Il nesso tra morale e società appare, a questo punto, necessario: non c’è morale dove non c’è voce della coscienza, e quindi dove non c’è società. La moralità non è altro che l’ “istinto del gregge”:

«Laddove c’imbattiamo in una morale, ivi troviamo una valutazione e una gerarchia degli istinti e delle azioni umane. Queste valutazioni e gerarchie sono sempre l’espressione dei bisogni di una comunità e di un gregge: ciò che ad esso risulta utile in primo luogo – e in secondo e in terzo luogo – questa è anche la suprema forma di valore per tutti i singoli. Con la morale, il singolo viene educato ad essere funzione del gregge, e ad attribuirsi valore solo come funzione. Poiché le condizioni della conservazione di una comunità sono state molto diverse da quelle valide per un’altra comunità, ci sono state morali molto diverse. […] La moralità è l’istinto del gregge nel singolo»[20].

            La morale, dunque, non riguarda solamente il modo in cui la società gerarchizza e disciplina le pulsioni del singolo, ma è un vero e proprio istinto. Nel pensiero di Nietzsche gli stessi istinti e  impulsi fondamentali sono storicamente determinati, e quindi modificabili. La vita morale non sarà altro che la stratificazione di questi impulsi storicamente formatisi, nonché l’articolarsi e l’intrecciarsi dei vari piani di questa stratificazione.

            Il lungo equivoco, alla base dell’autocontraddizione della modernità,  è aver considerato la morale attraverso i tempi come un fatto evidente, che si auto-impone all’individuo. A dimostrazione di ciò, in ogni scienza della morale esistita sino ad oggi, è sempre mancato – per quanto possa sembrare strano – il problema stesso della morale: è mancato il sospetto che ci potesse essere, su questo punto, qualcosa di problematico. Nasce così una «nuova esigenza: abbiamo bisogno di una critica dei valori morali, di cominciare a porre una buona volta in questione il valore stesso di questi valori – e a tale scopo è necessaria una conoscenza delle condizioni e delle circostanze in cui sono attecchiti, poste le quali si sono andati sviluppando e modificando»[21].           

            Il primo passo da compiere nei confronti della morale è dunque quello di metterla in discussione e di trattarla come un problema.
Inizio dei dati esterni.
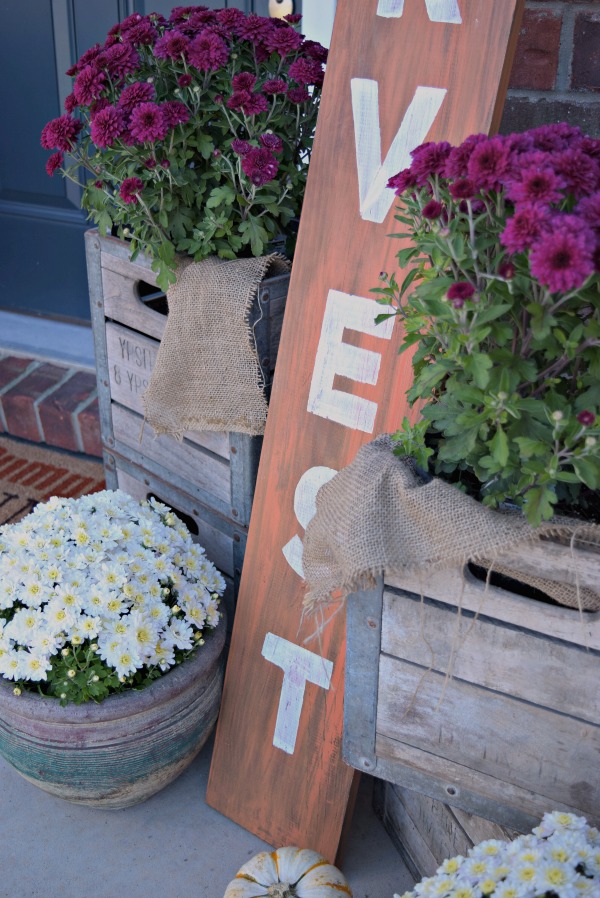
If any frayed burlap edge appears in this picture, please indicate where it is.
[303,435,600,616]
[142,253,291,440]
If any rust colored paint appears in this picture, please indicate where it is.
[207,0,523,860]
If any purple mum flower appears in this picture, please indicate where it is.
[188,31,229,72]
[46,150,65,177]
[119,178,144,203]
[258,131,283,153]
[73,65,106,106]
[288,57,324,87]
[154,30,190,60]
[160,100,190,128]
[41,115,83,152]
[117,81,156,115]
[90,106,124,148]
[129,103,169,143]
[262,78,287,94]
[529,215,595,293]
[242,147,279,187]
[500,203,550,253]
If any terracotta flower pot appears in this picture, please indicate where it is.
[0,615,226,808]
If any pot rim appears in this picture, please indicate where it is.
[0,609,227,723]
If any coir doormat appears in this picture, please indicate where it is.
[0,436,105,524]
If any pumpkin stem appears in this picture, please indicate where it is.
[267,882,296,898]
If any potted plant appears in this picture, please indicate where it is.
[0,491,225,808]
[376,124,600,526]
[394,811,600,898]
[41,6,327,290]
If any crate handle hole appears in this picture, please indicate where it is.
[135,281,169,315]
[146,493,200,536]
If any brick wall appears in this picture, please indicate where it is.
[502,0,600,137]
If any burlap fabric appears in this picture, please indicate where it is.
[143,253,290,439]
[303,436,600,613]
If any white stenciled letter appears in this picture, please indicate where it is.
[377,0,462,25]
[282,465,337,577]
[350,78,447,224]
[262,633,333,755]
[308,290,394,433]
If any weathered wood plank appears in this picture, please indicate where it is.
[112,405,231,514]
[385,567,600,649]
[381,588,600,720]
[377,655,600,819]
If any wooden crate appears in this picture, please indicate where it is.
[85,230,289,600]
[373,780,519,880]
[344,543,600,832]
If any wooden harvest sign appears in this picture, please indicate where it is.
[207,0,523,860]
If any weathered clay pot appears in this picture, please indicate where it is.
[0,615,226,808]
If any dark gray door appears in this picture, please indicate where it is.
[0,0,300,322]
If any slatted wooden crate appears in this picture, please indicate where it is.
[86,230,289,608]
[344,543,600,852]
[373,780,518,880]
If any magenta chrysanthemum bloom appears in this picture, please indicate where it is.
[576,191,600,230]
[529,215,595,293]
[577,409,596,427]
[41,115,83,153]
[262,78,287,94]
[73,65,106,106]
[188,31,229,72]
[387,168,417,196]
[421,200,444,221]
[64,94,79,115]
[258,131,283,153]
[444,134,488,178]
[506,166,565,205]
[287,87,310,103]
[127,22,158,47]
[46,150,65,177]
[242,147,279,187]
[448,178,475,200]
[231,137,251,156]
[119,178,144,203]
[154,30,190,59]
[300,41,329,63]
[500,203,550,253]
[227,90,250,111]
[90,106,124,149]
[160,100,190,128]
[242,93,269,116]
[98,44,140,79]
[446,281,475,301]
[467,137,510,190]
[410,140,452,184]
[117,81,156,115]
[288,57,324,87]
[264,28,304,57]
[234,13,273,44]
[129,103,169,143]
[232,72,256,91]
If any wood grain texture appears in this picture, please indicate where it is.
[207,0,523,859]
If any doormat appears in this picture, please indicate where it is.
[0,436,105,524]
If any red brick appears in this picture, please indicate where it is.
[77,399,102,458]
[38,371,96,452]
[571,12,600,91]
[509,9,562,90]
[0,364,65,443]
[0,355,32,390]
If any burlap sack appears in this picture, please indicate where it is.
[142,253,290,439]
[303,436,600,613]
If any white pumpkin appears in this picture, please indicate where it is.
[224,847,352,898]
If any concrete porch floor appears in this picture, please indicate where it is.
[0,740,413,898]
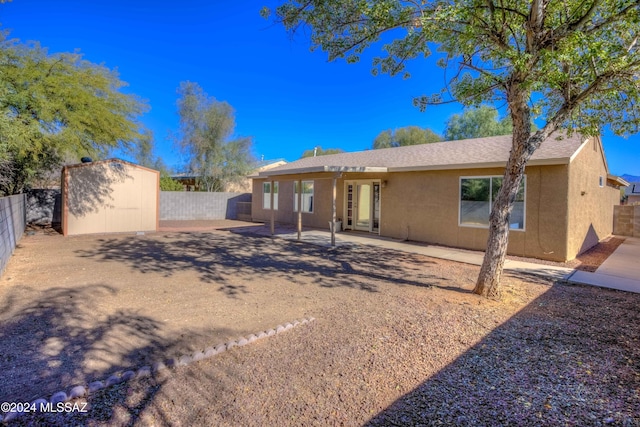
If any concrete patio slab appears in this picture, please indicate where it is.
[568,237,640,293]
[241,229,574,280]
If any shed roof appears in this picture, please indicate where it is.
[259,134,585,177]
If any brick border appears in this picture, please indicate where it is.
[0,317,316,424]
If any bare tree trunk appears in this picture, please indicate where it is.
[473,89,543,299]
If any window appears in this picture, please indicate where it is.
[460,176,526,230]
[293,181,313,213]
[262,181,278,211]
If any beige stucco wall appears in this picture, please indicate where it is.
[381,166,567,261]
[567,138,620,259]
[62,161,160,235]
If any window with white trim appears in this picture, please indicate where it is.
[293,181,313,213]
[262,181,278,211]
[459,176,526,230]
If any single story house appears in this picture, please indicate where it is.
[624,182,640,205]
[252,134,627,262]
[61,159,160,236]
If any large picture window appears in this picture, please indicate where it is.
[293,181,313,213]
[262,181,278,211]
[460,176,526,230]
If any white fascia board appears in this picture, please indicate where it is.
[258,166,387,178]
[389,157,570,172]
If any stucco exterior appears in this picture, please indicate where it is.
[567,138,620,259]
[62,159,160,236]
[252,138,620,261]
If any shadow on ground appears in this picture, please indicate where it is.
[366,285,640,426]
[78,232,460,297]
[0,284,238,422]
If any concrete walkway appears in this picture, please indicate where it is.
[236,227,640,293]
[241,227,573,280]
[567,237,640,293]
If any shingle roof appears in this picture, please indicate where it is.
[260,134,585,176]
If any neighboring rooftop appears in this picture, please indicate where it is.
[260,134,585,176]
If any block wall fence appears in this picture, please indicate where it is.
[613,205,640,237]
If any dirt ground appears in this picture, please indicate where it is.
[0,224,640,426]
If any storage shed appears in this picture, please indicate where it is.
[62,159,160,236]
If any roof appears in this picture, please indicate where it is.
[259,134,585,177]
[62,158,160,173]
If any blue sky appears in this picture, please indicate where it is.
[0,0,640,175]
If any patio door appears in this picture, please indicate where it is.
[344,181,380,232]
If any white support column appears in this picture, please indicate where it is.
[269,180,276,236]
[331,176,338,246]
[298,179,302,240]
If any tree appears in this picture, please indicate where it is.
[373,126,442,150]
[0,34,145,194]
[300,146,344,159]
[444,105,513,141]
[263,0,640,298]
[132,129,169,176]
[178,82,254,191]
[160,173,184,191]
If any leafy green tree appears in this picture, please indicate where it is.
[132,129,169,175]
[444,105,513,141]
[373,126,442,150]
[300,147,344,159]
[160,173,184,191]
[0,34,145,194]
[263,0,640,297]
[178,82,254,191]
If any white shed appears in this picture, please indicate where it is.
[62,159,160,236]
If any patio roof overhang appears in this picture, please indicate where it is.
[607,174,631,187]
[252,157,571,179]
[257,165,389,178]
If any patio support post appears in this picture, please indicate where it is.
[298,179,302,240]
[269,180,276,236]
[331,176,338,246]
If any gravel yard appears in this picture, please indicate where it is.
[0,226,640,426]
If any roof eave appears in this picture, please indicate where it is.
[256,166,388,178]
[389,157,570,172]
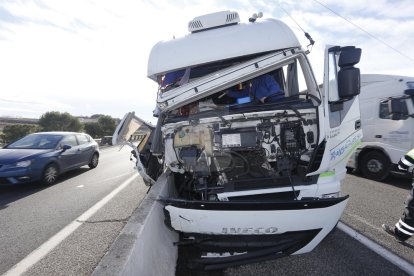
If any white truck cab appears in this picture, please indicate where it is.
[114,11,362,270]
[347,74,414,181]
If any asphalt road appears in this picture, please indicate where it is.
[0,147,146,275]
[0,147,414,276]
[218,174,414,276]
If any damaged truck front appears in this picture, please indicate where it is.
[114,11,362,269]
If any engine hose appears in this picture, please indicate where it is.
[230,151,250,177]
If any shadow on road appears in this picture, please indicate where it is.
[0,167,89,210]
[347,171,413,190]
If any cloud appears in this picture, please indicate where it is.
[0,0,414,122]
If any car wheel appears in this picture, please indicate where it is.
[361,151,390,181]
[42,164,59,185]
[88,153,99,169]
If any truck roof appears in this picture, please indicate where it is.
[147,12,300,80]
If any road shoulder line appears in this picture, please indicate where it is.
[3,174,138,276]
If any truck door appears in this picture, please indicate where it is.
[374,93,414,164]
[309,46,362,175]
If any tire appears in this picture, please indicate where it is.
[360,151,390,181]
[42,164,59,186]
[88,152,99,169]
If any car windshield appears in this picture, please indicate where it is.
[6,134,63,149]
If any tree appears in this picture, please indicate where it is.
[84,122,103,138]
[3,125,36,143]
[39,111,83,132]
[98,115,116,136]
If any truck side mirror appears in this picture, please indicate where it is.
[338,46,361,100]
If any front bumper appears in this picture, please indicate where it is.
[0,168,37,185]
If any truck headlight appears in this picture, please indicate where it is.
[15,160,32,168]
[322,192,340,198]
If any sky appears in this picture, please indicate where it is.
[0,0,414,123]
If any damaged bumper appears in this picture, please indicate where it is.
[161,196,348,270]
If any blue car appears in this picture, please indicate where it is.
[0,132,99,185]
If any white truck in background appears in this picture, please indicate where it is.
[113,11,362,270]
[347,74,414,181]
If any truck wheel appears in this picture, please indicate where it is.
[360,151,390,181]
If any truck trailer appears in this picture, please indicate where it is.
[113,11,362,270]
[347,74,414,181]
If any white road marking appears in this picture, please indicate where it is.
[338,222,414,275]
[3,174,138,276]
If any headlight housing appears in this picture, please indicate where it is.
[14,160,32,168]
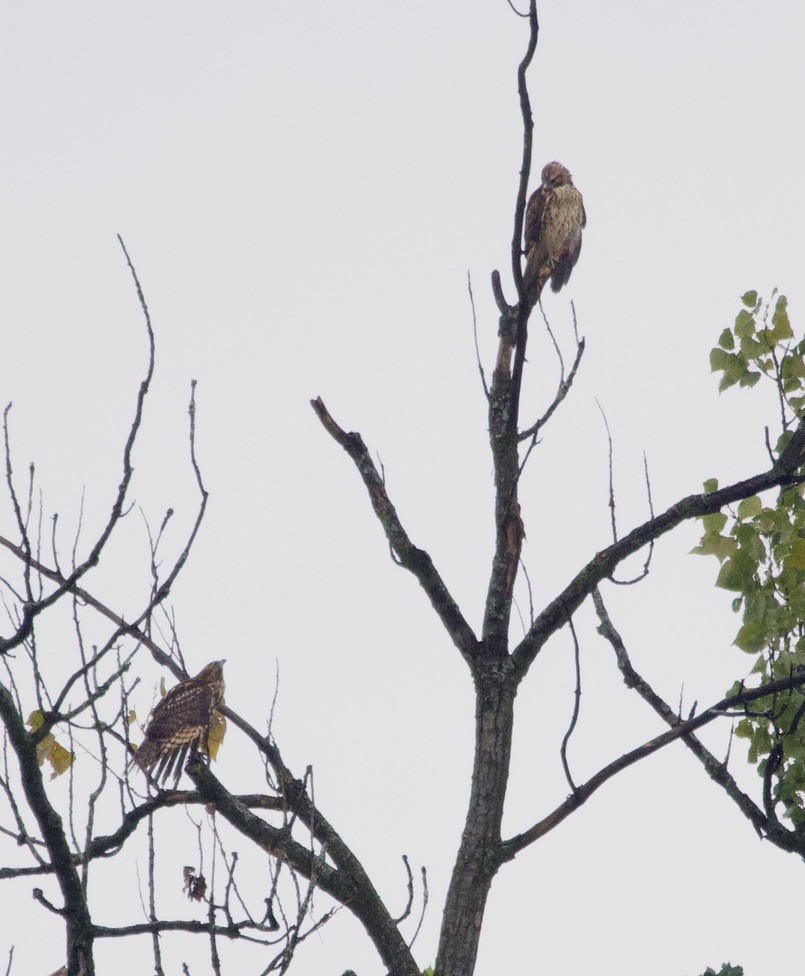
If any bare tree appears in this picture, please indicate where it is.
[0,7,805,976]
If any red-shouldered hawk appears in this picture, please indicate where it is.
[134,661,224,783]
[523,162,587,305]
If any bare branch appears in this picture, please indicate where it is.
[500,668,805,863]
[512,421,805,674]
[310,397,478,665]
[467,271,489,400]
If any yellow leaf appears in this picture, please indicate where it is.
[36,723,75,779]
[207,708,226,759]
[27,708,45,732]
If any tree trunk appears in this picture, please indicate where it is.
[436,661,517,976]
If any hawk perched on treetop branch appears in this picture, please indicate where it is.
[134,661,224,783]
[523,162,587,305]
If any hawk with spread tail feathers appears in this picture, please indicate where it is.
[134,661,224,783]
[523,162,587,305]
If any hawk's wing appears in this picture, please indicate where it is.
[134,678,219,782]
[523,186,550,253]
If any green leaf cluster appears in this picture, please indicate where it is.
[710,291,805,400]
[693,291,805,824]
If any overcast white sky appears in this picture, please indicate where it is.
[0,0,805,976]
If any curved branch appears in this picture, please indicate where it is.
[0,236,155,654]
[500,668,805,864]
[512,430,805,676]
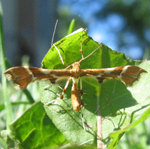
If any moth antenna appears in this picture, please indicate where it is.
[79,46,100,63]
[51,20,58,47]
[60,77,71,99]
[80,32,84,59]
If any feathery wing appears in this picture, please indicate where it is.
[4,66,70,89]
[82,65,147,86]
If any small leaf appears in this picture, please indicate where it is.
[11,102,65,149]
[40,29,148,146]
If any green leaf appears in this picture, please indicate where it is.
[40,29,149,147]
[10,102,65,149]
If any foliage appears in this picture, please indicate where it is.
[0,16,150,149]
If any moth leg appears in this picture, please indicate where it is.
[80,78,86,131]
[60,77,71,99]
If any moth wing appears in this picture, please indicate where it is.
[4,66,69,89]
[83,65,146,86]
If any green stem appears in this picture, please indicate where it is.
[0,2,12,130]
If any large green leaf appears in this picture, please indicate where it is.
[40,29,149,147]
[11,102,65,149]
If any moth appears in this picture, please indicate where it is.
[4,29,146,111]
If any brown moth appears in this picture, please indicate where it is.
[4,28,146,111]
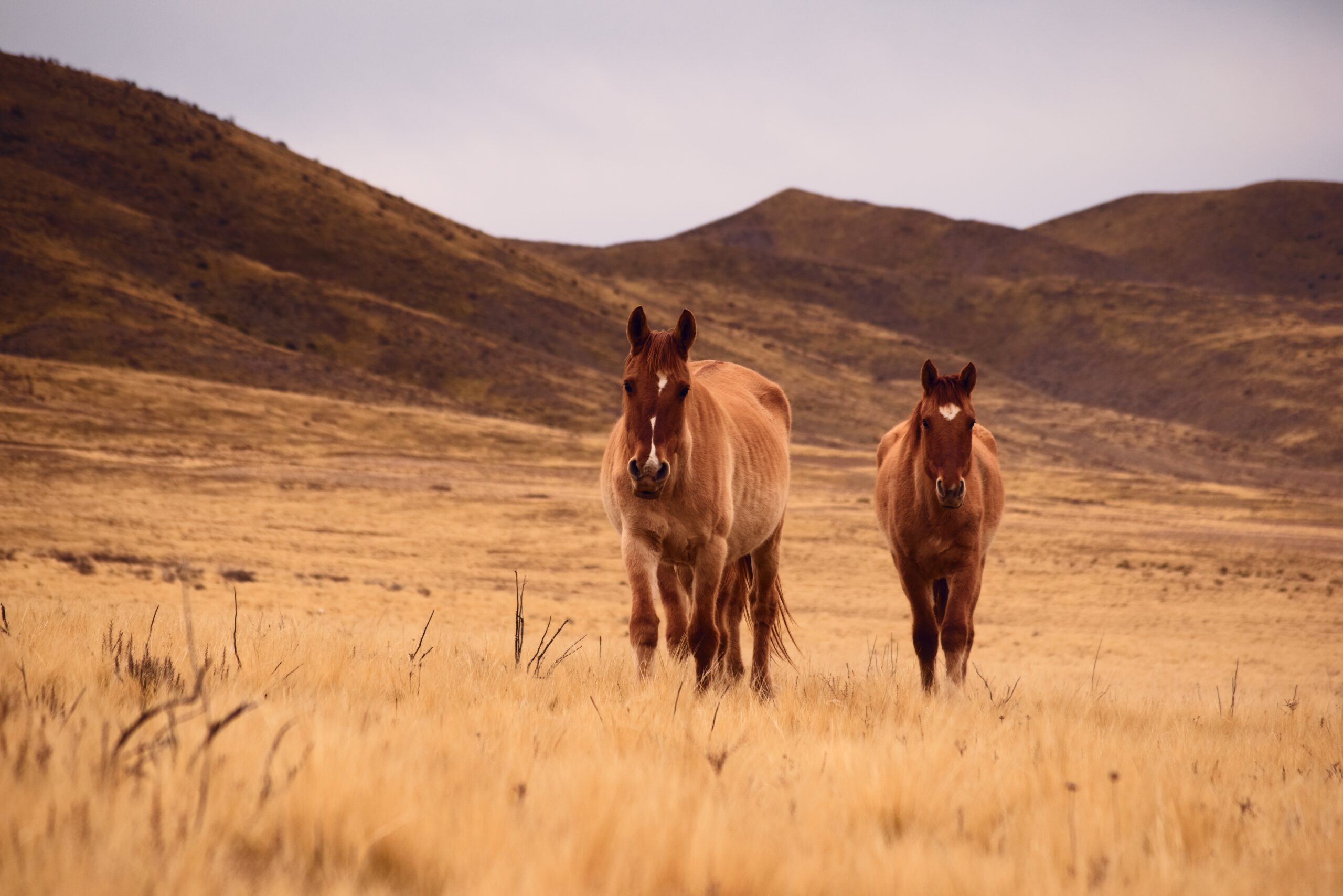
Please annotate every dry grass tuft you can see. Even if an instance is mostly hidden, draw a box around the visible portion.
[0,601,1343,893]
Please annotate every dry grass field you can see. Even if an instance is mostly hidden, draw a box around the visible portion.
[0,54,1343,896]
[0,359,1343,893]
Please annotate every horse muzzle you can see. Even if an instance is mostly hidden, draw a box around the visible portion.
[937,475,966,510]
[627,460,672,501]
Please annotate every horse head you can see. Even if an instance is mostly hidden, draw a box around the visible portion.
[623,305,695,500]
[912,360,975,510]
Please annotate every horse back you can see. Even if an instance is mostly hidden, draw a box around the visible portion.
[690,361,792,438]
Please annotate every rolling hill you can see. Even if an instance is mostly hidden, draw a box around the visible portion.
[0,55,623,423]
[0,55,1343,478]
[529,184,1343,463]
[1027,182,1343,303]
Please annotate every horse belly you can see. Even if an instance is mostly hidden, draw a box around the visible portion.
[728,426,788,556]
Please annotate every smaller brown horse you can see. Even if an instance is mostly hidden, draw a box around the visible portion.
[602,307,792,696]
[876,361,1003,690]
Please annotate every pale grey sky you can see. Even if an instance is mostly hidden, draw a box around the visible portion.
[0,0,1343,243]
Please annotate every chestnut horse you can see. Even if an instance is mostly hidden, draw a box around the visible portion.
[876,361,1003,690]
[602,306,792,696]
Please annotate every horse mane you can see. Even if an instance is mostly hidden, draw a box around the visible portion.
[909,376,969,421]
[631,330,686,371]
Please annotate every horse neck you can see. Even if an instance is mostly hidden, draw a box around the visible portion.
[905,404,940,518]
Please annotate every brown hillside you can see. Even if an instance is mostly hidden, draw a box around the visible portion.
[532,191,1343,465]
[0,55,622,423]
[1029,180,1343,303]
[677,189,1135,278]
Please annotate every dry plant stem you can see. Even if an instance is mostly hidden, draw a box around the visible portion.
[408,610,434,662]
[527,619,573,677]
[542,633,587,678]
[233,587,243,669]
[1091,635,1105,693]
[513,570,527,669]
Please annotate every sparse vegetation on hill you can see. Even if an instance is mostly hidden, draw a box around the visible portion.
[0,55,1343,475]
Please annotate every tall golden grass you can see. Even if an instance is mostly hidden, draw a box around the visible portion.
[0,588,1343,893]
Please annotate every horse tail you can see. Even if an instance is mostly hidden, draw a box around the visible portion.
[737,553,798,669]
[932,579,951,626]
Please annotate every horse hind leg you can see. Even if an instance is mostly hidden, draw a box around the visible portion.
[717,560,747,681]
[658,563,690,659]
[751,522,783,697]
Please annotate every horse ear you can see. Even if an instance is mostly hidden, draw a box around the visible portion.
[919,359,937,395]
[676,307,695,357]
[624,305,648,353]
[957,361,975,395]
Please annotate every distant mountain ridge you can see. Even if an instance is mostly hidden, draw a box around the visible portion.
[0,54,1343,469]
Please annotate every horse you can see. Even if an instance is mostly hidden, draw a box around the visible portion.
[600,306,792,697]
[875,360,1003,690]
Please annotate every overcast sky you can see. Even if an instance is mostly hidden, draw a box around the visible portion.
[0,0,1343,243]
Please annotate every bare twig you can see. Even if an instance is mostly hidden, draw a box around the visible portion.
[527,616,555,670]
[528,619,573,678]
[196,700,257,752]
[1228,658,1241,719]
[709,685,732,738]
[233,587,243,669]
[408,610,434,662]
[513,570,527,669]
[1091,635,1105,693]
[257,719,298,806]
[111,669,206,758]
[542,635,587,678]
[969,662,994,702]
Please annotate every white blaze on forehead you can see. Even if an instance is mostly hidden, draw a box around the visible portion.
[645,417,658,467]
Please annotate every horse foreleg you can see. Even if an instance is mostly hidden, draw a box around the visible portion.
[890,553,937,690]
[690,537,728,689]
[942,563,983,688]
[658,563,689,659]
[621,529,658,677]
[717,560,747,681]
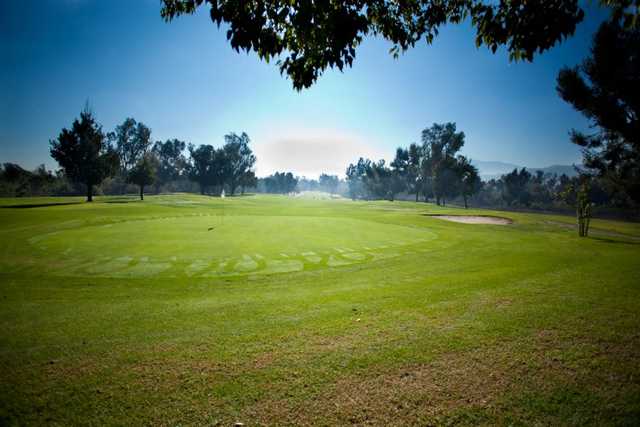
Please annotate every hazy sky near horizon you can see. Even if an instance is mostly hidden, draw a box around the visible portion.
[0,0,604,176]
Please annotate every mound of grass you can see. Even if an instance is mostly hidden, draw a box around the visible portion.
[0,195,640,425]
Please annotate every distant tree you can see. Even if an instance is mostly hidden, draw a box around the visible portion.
[262,172,298,194]
[153,139,187,189]
[240,170,258,194]
[187,144,222,194]
[318,173,340,194]
[406,143,423,202]
[222,132,256,196]
[502,168,531,206]
[558,174,592,237]
[50,107,119,202]
[389,147,411,198]
[346,157,371,200]
[557,20,640,203]
[128,152,159,200]
[161,0,600,90]
[421,123,465,205]
[109,118,151,174]
[456,156,482,209]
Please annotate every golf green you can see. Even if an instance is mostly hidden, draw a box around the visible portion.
[29,212,436,277]
[0,194,640,426]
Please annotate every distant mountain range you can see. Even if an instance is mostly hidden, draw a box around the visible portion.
[471,160,577,180]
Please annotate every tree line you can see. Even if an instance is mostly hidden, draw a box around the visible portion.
[346,123,481,207]
[0,107,257,201]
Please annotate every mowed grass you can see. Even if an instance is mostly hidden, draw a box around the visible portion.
[0,195,640,426]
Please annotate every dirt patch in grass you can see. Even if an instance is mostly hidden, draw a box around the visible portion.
[240,331,640,425]
[426,214,513,225]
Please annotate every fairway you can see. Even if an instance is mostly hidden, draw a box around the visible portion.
[29,213,436,277]
[0,194,640,426]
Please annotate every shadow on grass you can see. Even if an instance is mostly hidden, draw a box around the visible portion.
[0,202,84,209]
Emerge qui chiaramente quell’istanza di Nietzsche, sottolineata con particolare vigore da Rocoeur[22], di considerare la filosofia come sospetto e diffidenza. In un aforisma intitolato significativamente Morale come problema, Nietzsche mette in luce come «fino a oggi la morale non fu un problema»[23] e come «nessuno ha […] saggiato il valore di quella famosissima tra tutte le medicine che ha nome morale»[24].   Per far ciò è necessario costruire una vera e propria “genealogia” della morale stessa, esito inevitabile di una filosofia del sospetto.

 

 

4.         La necessità dell’indagine genealogica e la fabbrica degli ideali

Che il problema della genealogia della morale sia centrale nell’analisi che Nietzsche offre della modernità non deve stupire. È lo stesso filosofo a confessarci come i propri interessi si siano indirizzati in tale direzione sin dalla più tenera età: «il problema dell’origine del male già mi correva dentro da quando avevo tredici anni […] e per quanto concerne la mia “soluzione” al problema, a quel tempo, ebbene, come è logico, resi l’onore a Dio e feci di lui il padre del male»[25].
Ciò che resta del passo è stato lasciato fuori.